Emily gave him an impressed look. “Wow, you’re good with babies.”

“I’m normally not.”

“How did you know what to do?”

“Lucky guess?” He looked down at the top of Cora’s little head with the damp little swirls of golden-red hair. “I think I just surprised her.”

The sound of Cora’s soft slurps as she drank her milk filled the space between them, and he looked down at Emily with her dark hair swept away from her face and her long lashes brushing her cheeks with each blink. She sat close to him on the bench as she held the bottle for the baby to drink, and the soft scent of her shampoo mingled with the scent of baby.

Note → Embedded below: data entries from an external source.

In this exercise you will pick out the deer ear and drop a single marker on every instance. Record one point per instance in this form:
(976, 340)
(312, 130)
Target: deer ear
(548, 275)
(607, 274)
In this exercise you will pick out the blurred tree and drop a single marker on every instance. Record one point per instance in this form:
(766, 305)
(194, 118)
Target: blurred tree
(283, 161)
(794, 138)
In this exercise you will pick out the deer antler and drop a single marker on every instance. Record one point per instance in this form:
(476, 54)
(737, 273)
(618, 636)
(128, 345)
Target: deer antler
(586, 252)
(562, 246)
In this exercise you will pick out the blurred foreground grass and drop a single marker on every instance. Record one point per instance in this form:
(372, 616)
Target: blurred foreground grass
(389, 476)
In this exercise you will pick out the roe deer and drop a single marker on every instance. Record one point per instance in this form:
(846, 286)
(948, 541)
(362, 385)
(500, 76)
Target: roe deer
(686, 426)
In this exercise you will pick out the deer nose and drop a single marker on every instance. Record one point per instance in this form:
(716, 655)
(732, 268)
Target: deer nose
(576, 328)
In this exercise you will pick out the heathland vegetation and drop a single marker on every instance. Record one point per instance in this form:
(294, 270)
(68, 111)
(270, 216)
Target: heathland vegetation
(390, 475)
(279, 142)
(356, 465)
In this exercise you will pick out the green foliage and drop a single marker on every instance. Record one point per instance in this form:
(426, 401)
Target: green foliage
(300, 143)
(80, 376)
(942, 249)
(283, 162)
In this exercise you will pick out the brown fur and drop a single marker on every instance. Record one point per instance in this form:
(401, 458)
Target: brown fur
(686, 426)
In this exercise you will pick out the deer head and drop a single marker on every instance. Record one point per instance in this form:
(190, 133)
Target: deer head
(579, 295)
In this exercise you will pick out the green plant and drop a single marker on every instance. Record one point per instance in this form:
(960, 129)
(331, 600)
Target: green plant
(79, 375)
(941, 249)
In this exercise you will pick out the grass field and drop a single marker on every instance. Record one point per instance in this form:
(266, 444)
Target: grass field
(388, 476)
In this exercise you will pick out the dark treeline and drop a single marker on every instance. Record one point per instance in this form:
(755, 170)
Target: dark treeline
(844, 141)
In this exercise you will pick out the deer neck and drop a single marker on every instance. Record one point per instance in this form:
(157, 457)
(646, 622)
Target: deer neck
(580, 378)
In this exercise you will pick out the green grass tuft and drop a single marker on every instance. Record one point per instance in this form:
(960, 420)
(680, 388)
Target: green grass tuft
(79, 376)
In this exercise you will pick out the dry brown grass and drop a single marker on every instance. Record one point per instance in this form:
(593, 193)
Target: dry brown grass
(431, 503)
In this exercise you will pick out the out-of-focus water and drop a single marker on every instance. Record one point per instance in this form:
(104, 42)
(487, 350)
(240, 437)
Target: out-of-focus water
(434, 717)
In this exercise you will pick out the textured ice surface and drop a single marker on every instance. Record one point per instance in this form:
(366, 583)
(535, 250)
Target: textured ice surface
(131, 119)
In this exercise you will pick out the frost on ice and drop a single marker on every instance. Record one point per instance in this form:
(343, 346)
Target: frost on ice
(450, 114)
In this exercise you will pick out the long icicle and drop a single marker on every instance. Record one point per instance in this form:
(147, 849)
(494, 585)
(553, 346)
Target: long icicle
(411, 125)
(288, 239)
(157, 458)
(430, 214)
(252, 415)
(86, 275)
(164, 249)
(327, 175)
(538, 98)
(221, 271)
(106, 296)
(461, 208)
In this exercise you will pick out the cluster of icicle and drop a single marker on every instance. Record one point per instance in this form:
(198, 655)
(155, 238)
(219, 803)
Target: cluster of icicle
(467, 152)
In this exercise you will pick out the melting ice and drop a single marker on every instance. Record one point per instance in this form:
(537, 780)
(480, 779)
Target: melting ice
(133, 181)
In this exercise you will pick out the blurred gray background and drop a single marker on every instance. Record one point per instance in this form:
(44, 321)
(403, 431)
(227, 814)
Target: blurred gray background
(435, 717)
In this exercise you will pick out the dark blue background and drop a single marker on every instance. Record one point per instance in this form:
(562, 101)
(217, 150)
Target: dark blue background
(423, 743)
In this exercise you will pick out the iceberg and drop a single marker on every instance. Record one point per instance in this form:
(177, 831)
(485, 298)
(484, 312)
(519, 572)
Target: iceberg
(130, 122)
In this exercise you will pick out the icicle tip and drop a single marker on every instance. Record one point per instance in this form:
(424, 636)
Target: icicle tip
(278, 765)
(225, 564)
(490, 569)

Just another couple of inches and she could rest her head on his shoulder, too. He pulled his thoughts away from dangerous ground.

“I’ll have to remember that trick.” She smiled sadly. “I can’t change the fact that I’m not her mom.”

“Steve’s wife wouldn’t be her biological mother, either.”

“Well, that’s true.” Some of the sadness left her eyes, and he felt gratified to see it. She was hard on herself, that much was obvious. And she was under a tremendous amount of pressure.

What would it be like to belong with Emily and Cora? This was a sweet moment with the baby in his arms, drinking her bottle, and Emily so close to him that if he just leaned over... No, this wasn’t productive. There was no point in imagining what it would be like to have a family—to have them.

“Maybe you should take her back,” Greg said gruffly.

“Oh, no,” Emily replied, nonplussed. “You seem fine, and she seems happy.”

With that, Cora finished the bottle and Emily moved around to her seat across the table from him. Greg looked from Emily to Cora and back to Emily again.

“Burp her, would you?” Emily said. “Here’s a cloth.”

She said it so matter-of-factly, as if asking someone to burp a baby was the most natural thing in the world, that he found himself wondering if it weren’t in fact the most natural thing in the world. He took the proffered cloth and put it over his shoulder the way he’d seen Emily do it. Granted, she was more graceful, but after a couple of tries he managed it, and he started to gently tap Cora’s back.

“You know, I used to see myself with a whole houseful of kids.” Emily turned her attention to her fries, swirling them slowly through the ketchup. “I don’t even know why I thought I’d have so many. I suppose it comes with always having a class full of five-year-olds.”

“And now?”

“Now I’m grateful for the chance to raise one child. It’s all in perspective.”

Cora let out a resounding burp, and Greg looked down at her with a grin. He’d never expected burping a baby to be so...satisfying. It was as if he’d just slam-dunked.

“Nicely done.” Emily grinned at him, popping another fry in her mouth. “What about you? Do you ever think about having kids?”

Greg felt the moment disintegrating around him, caving in on itself like the old mall when a wrecking ball connected with a load-bearing wall. He shook his head.

“Not at all?” Her brow furrowed as her eyes met his. “You don’t want kids?”

“No,” he said. “I don’t.”

It was the truth, wasn’t it? He couldn’t lie to her, but he could see the disappointment in her eyes as he admitted what was inside of him. No matter how adorable Cora was, no matter how sweet it might feel to imagine having a family of his own, children were simply out of the question.